Man sues mall over claims of shoplifting Sears shopper seeks $5.1 million

September 17, 1993|By Alan J. Craver | Alan J. Craver,Staff Writer

A Baltimore man claims in a civil suit that he was falsely accused of shoplifting and detained in a small room for about 45 minutes at The Mall of Columbia.

Kenneth Wilson, of the 4000 block of Belle Ave., is seeking $5.1 million in damages in a suit he filed in Howard Circuit Court over the Feb. 17 incident, which began with the purchase of two shirts and pants.

The suit charges false arrest, false imprisonment, defamation, negligence, assault and battery against Sears, Roebuck & Co.; Rouse Co. of Columbia, the mall's owner; and John Starr, a Sears security guard.

Mr. Wilson, who was never charged in the incident, contends in the Sept. 8 suit that he had receipts for the clothing, but mall and store officials never asked for them.

"The actions of the defendants were especially egregious in light of the ease with which Mr. Wilson could have disproved the false accusations of shoplifting," the suit says.

Mr. Wilson, a 33-year-old longshoreman, could not be reached for comment.

His attorney, Andrew Levine of Baltimore, said Sears and mall officials were contacted before the suit was filed, but neither company would take responsibility for the incident.

Ann Marie Cesare, manager of the Sears store, declined to comment. Cathy Lickteig, a spokeswoman for Rouse, said she was unaware of the suit.

The suit charges that Sears and mall officials were negligent in failing to fully investigate the shoplifting allegation before detaining Mr. Wilson in the room.

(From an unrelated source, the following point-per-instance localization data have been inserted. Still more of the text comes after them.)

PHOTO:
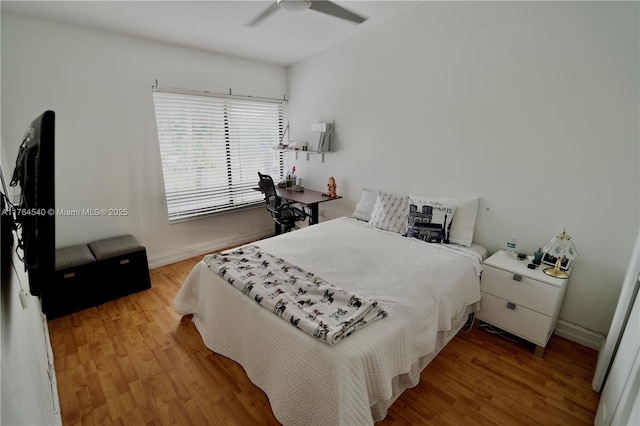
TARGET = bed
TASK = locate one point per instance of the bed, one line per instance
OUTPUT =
(427, 292)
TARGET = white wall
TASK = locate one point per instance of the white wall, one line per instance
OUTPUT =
(107, 155)
(531, 106)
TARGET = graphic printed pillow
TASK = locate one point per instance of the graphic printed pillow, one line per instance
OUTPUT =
(428, 221)
(465, 217)
(389, 212)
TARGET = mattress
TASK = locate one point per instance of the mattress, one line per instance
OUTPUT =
(426, 289)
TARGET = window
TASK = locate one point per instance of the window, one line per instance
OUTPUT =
(212, 147)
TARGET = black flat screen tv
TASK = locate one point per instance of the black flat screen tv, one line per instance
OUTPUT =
(35, 215)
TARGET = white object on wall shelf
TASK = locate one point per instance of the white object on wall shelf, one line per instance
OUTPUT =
(297, 151)
(525, 302)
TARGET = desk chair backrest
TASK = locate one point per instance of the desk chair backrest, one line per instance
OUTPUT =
(269, 189)
(284, 214)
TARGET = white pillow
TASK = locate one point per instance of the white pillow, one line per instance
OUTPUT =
(390, 212)
(429, 221)
(464, 220)
(365, 205)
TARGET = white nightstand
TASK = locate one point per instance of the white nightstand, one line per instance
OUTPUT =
(522, 301)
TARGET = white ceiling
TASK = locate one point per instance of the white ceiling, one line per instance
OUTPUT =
(283, 38)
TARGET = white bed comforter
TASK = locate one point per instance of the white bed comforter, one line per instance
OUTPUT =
(421, 286)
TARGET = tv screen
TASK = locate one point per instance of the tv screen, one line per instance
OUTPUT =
(35, 215)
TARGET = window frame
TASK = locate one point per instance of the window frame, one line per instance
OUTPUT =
(212, 146)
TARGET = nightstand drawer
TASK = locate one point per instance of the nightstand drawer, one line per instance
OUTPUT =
(521, 290)
(523, 322)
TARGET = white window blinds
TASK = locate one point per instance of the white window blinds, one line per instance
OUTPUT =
(212, 148)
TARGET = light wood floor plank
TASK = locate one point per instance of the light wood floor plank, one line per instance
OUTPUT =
(135, 361)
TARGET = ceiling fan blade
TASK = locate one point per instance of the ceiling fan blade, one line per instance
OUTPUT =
(268, 11)
(333, 9)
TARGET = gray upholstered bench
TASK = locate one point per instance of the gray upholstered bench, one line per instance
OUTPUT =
(91, 274)
(122, 265)
(74, 284)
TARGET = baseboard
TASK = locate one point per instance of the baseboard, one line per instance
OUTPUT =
(578, 334)
(184, 253)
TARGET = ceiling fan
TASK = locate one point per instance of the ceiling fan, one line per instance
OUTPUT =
(322, 6)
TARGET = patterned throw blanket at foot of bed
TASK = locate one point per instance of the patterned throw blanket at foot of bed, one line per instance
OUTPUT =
(305, 300)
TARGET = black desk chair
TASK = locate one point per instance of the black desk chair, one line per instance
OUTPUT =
(284, 214)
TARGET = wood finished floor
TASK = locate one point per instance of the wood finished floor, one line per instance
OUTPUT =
(134, 361)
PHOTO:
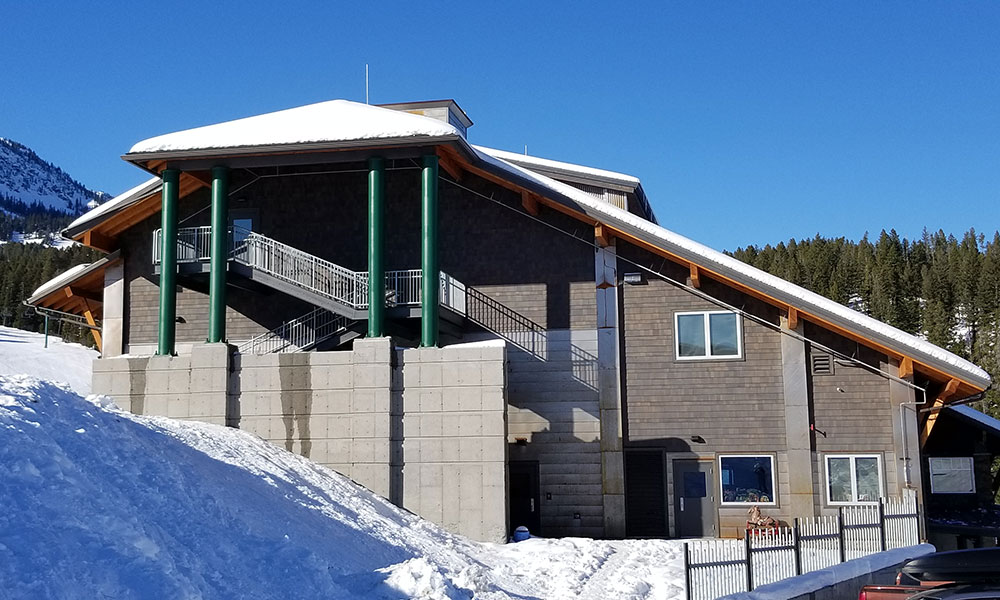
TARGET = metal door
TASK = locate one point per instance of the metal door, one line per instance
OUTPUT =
(524, 496)
(694, 498)
(645, 494)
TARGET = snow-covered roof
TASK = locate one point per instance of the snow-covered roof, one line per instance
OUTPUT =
(754, 278)
(59, 281)
(118, 202)
(321, 123)
(341, 123)
(69, 276)
(982, 418)
(525, 160)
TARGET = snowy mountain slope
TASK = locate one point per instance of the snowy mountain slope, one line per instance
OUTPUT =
(100, 503)
(27, 178)
(25, 352)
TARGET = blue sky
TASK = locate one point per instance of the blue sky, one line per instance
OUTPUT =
(748, 122)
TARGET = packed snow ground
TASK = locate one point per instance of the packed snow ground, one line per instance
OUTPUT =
(24, 352)
(102, 503)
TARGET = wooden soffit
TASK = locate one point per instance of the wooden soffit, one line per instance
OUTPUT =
(699, 273)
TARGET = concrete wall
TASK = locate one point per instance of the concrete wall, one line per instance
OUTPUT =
(332, 407)
(552, 395)
(355, 412)
(454, 432)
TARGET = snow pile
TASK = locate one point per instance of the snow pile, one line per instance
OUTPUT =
(25, 352)
(100, 503)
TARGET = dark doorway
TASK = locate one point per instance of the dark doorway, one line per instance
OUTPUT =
(694, 498)
(524, 496)
(645, 494)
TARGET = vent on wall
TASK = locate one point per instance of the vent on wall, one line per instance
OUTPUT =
(822, 364)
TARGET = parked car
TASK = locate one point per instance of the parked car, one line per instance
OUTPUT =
(956, 575)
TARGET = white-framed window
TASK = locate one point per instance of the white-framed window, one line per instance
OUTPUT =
(952, 475)
(747, 479)
(708, 334)
(853, 478)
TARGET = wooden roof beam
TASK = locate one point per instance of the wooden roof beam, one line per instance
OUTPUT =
(71, 291)
(450, 166)
(530, 203)
(602, 236)
(695, 275)
(948, 391)
(95, 239)
(557, 206)
(906, 367)
(94, 330)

The suit says Mr. Wilson went to the mall to buy two shirts and exchange two pairs of pants at Sears. He then took the clothing to his car and went back to the mall.

As he re-entered the mall, Mr. Wilson was "summarily, without provocation, and without any warning, roughly grabbed from behind" by a security guard later identified as Mr. Starr, the mall says.

Mr. Wilson attempted to resist the "unwarranted and unprovoked attack" until four or five additional guards came to assist Mr. Starr, the suit says.

Without asking for a sales receipts for the clothing, Mr. Starr accused Mr. Wilson of shoplifting within the earshot of a crowd of onlookers, the suit says.

The false statements made by Mr. Starr harmed the character and reputation of Mr. Wilson, impaired his standing in the community, and caused him mental anguish and humiliation, the suit says.

Mr. Wilson says in the suit that he was placed in a wrestling hold and forcibly led to a small, windowless room. Mr. Starr told Mr. Wilson that Sears personnel had a videotape of him shoplifting at the store, a statement the suit says is not true.